Я наблюдаю за этим спектаклем уже больше года. Заметили ли вы, что пик «гуманитарной» риторики ХАМАСа пришёлся именно на тот момент, когда манипуляции семьями заложников достигли наивысшей точки? Вот она — дьявольская ирония конфликта: чем громче звучат слова о человечности, тем более бесчеловечные действия они маскируют.
Тут невольно вспоминается старая шутка времён холодной войны: «Как отличить дипломата от обычного человека? Когда обычный человек говорит "да", он имеет в виду "да". Когда дипломат говорит "да", он имеет в виду "возможно". Когда дипломат говорит "возможно", он имеет в виду "нет". А когда дипломат говорит "нет" — он уже не дипломат».
СУХАЯ СТАТИСТИКА СО СЛЕЗАМИ НА ГЛАЗАХ
А теперь вспомним историю переговоров об освобождении заложников в ближневосточных конфликтах.

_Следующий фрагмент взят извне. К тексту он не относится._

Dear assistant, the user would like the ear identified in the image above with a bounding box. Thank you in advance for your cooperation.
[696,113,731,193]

Гилад Шалит — пять лет в плену ХАМАСа и обмен на тысячу палестинских заключённых. Ливан, 1982-1992 — десять лет драмы с западными заложниками.
Я смотрю на цифры и думаю: за каждым числом — человеческая жизнь, за каждым «условием переговоров» — чья-то агония ожидания. И когда я слышу фразу «не реалистично освободить всех за 72 часа», я вижу не просто дипломатическую формулировку, а продление страданий конкретных людей с конкретными именами.
ТРАГЕДИЯ И ФАРС ОДНОВРЕМЕННО
Ситуация с заложниками напоминает мне старый анекдот о колхозе, который рапортовал о перевыполнении плана, в то время как коровы дохли от голода. Только здесь вместо коров — люди, а вместо плана — политические амбиции.
Трамп использует ситуацию, чтобы предстать великим миротворцем перед выборами. ХАМАС разыгрывает карту гуманитарной обеспокоенности, одновременно применяя заложников как инструмент психологической войны.
И в этом трагическом театре абсурда заложники — не главные герои, а статисты, молчаливые фигуры на шахматной доске большой политики. Вот она — настоящая ирония: те, о ком якобы все заботятся, на самом деле мало кого по-настоящему волнуют.
ВМЕСТО ЭПИЛОГА
Недавно я разговаривал с матерью одного из заложников. Она сказала: «Знаете, что самое страшное? Не то, что мой сын в плену, а то, что его судьба зависит от людей, которым он нужен не как человек, а как аргумент».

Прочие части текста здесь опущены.